Después de eso, el Jefe Xiong vio a seis personas que bajaban por la torre. Dos de ellos se reían maniáticamente, uno era un desastre llorón y otro parecía ser víctima de la rabia, mordiendo a cualquiera que veía. Uno tenía la cabeza baja mientras gritaba: "¡Soy un buey! ¡Soy un buey con una pierna! ¡Te apresuraré a la muerte! ¡Rugido!" Detrás de ellos, Boor blandía su cuchillo y atacaba a cualquiera que viera. Mientras lo hacía, sonrió con asco, "¿Corre? ¡Ni siquiera pienses en correr! ¡Los mataré a todos! "
El jefe Xiong también se asustó cuando vio eso. ¡Las seis personas que habían subido se habían vuelto locas! Incluso Boor se había vuelto loco. Sintió un hormigueo en el cuero cabelludo y finalmente se dio cuenta de que algo andaba mal. Él gritó apresuradamente: "¡Están locos! ¡Todos están locos! Boor, ¡para rápido!
Como resultado, Man Zi se dio la vuelta de repente y lo atacó con el cuchillo en alto. ¿Quién eres tú para regañar a Boor? ¡Te mataré a tiros! "
El jefe Xiong corrió asustado y gritó: “¡Rápido! ¡Alguien, detenlos!

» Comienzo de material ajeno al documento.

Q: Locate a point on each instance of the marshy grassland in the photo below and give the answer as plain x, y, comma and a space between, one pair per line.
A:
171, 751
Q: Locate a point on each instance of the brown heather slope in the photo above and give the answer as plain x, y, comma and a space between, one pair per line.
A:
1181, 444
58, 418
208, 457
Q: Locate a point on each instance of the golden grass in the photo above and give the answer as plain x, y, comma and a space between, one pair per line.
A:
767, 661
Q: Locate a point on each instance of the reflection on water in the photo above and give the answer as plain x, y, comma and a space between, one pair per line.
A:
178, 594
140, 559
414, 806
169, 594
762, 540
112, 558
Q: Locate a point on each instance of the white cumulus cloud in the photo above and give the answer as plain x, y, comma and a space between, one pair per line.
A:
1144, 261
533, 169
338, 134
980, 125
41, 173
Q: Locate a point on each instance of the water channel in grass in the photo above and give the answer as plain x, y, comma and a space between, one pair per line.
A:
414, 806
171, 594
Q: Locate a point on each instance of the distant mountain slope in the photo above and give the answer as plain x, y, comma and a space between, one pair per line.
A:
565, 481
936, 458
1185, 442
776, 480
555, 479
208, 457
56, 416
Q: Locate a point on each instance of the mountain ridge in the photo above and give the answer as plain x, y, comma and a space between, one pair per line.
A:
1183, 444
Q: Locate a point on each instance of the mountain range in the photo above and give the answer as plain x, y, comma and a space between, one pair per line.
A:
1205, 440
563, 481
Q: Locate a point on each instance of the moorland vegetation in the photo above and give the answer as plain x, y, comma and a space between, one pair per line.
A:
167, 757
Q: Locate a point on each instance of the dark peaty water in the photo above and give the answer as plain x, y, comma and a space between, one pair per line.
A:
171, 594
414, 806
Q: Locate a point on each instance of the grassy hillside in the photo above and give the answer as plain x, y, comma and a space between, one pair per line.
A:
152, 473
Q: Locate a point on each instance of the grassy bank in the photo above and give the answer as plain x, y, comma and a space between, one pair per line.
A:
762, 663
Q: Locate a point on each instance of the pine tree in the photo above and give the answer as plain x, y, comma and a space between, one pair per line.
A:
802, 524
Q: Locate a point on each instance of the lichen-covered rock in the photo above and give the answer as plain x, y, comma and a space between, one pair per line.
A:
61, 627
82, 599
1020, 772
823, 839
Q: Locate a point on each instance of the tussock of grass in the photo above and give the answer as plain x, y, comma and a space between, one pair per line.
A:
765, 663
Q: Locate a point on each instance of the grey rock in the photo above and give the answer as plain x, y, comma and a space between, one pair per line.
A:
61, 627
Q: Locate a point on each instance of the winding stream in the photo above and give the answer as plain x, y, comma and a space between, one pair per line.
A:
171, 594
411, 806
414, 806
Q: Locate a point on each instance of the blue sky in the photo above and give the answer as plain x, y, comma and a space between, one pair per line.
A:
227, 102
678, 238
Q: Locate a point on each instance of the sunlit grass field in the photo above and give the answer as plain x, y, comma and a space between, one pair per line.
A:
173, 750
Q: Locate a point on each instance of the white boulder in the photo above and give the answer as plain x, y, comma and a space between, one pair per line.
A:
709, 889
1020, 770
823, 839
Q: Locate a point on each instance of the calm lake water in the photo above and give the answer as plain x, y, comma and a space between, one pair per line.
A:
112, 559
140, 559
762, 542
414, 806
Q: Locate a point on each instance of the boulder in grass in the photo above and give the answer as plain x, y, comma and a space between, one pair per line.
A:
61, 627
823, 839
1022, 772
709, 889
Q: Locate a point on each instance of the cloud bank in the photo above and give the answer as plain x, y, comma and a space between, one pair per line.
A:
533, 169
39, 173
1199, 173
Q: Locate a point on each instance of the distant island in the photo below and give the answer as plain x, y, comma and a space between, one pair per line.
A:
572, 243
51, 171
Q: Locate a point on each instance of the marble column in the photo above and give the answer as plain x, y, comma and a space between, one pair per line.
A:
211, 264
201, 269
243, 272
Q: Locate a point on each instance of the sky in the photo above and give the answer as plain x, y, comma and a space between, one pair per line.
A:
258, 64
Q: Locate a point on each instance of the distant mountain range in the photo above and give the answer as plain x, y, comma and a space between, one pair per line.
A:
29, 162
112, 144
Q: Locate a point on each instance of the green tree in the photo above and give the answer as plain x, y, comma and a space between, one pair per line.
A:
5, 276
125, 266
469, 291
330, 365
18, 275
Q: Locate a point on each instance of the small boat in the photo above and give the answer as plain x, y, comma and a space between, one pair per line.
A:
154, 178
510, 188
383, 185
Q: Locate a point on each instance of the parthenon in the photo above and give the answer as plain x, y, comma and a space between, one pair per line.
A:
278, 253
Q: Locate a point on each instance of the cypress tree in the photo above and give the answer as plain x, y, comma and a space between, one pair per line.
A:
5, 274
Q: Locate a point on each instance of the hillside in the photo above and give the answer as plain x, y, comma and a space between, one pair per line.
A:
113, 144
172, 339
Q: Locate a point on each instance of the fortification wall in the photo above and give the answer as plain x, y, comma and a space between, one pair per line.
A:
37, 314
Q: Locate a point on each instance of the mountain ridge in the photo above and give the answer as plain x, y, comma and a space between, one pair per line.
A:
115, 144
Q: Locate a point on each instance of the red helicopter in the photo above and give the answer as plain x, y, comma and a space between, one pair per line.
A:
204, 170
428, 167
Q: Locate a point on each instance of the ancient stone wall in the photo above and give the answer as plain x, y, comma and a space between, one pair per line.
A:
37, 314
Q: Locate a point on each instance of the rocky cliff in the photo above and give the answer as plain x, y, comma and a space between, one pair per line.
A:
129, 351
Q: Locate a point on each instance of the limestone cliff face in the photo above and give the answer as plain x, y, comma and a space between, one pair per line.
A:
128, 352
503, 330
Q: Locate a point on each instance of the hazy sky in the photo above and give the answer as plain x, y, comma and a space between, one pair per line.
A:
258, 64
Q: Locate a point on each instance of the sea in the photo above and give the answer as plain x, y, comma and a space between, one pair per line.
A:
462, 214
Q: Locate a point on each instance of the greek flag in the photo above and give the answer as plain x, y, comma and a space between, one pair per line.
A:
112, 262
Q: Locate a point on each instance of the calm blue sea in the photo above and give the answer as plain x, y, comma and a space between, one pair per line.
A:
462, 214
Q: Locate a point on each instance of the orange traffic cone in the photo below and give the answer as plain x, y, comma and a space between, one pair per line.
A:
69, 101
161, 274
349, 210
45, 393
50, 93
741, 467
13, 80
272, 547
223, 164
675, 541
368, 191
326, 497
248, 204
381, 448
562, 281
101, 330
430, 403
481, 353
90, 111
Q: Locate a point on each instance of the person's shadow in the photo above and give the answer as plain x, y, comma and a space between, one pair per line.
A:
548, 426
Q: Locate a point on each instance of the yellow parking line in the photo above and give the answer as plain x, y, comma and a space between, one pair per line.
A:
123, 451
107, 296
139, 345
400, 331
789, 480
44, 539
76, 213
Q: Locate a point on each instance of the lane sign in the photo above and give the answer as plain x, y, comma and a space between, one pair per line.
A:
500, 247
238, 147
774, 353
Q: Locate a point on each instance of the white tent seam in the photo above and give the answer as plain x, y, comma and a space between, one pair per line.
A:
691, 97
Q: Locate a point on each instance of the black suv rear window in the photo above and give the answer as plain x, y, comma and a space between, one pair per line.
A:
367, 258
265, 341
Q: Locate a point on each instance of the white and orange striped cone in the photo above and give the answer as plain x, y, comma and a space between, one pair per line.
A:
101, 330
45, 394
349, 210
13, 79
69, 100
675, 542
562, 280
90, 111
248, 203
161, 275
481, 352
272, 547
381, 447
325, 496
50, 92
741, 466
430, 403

Solo entonces todos reaccionaron. Se usaron todas las cuerdas y redes, y pronto los pocos locos fueron retenidos. Sin embargo, algunos de ellos ya habían sido heridos o mordidos. Al instante, el valiente y enérgico ejército ladrón se redujo a un montón de trapos heridos. Todos gritaban por todo el lugar.
Aunque habían sido sometidos, ninguno de los hombres locos mostró signos de volverse mejor. Continuaron gritando sangrientos asesinatos en voz alta …
Boor era el más feroz entre ellos. Abrió la boca y mordió las cuerdas mientras gritaba: "¡Te morderé hasta la muerte! Los morderé a todos a la muerte. ¡Rugido!"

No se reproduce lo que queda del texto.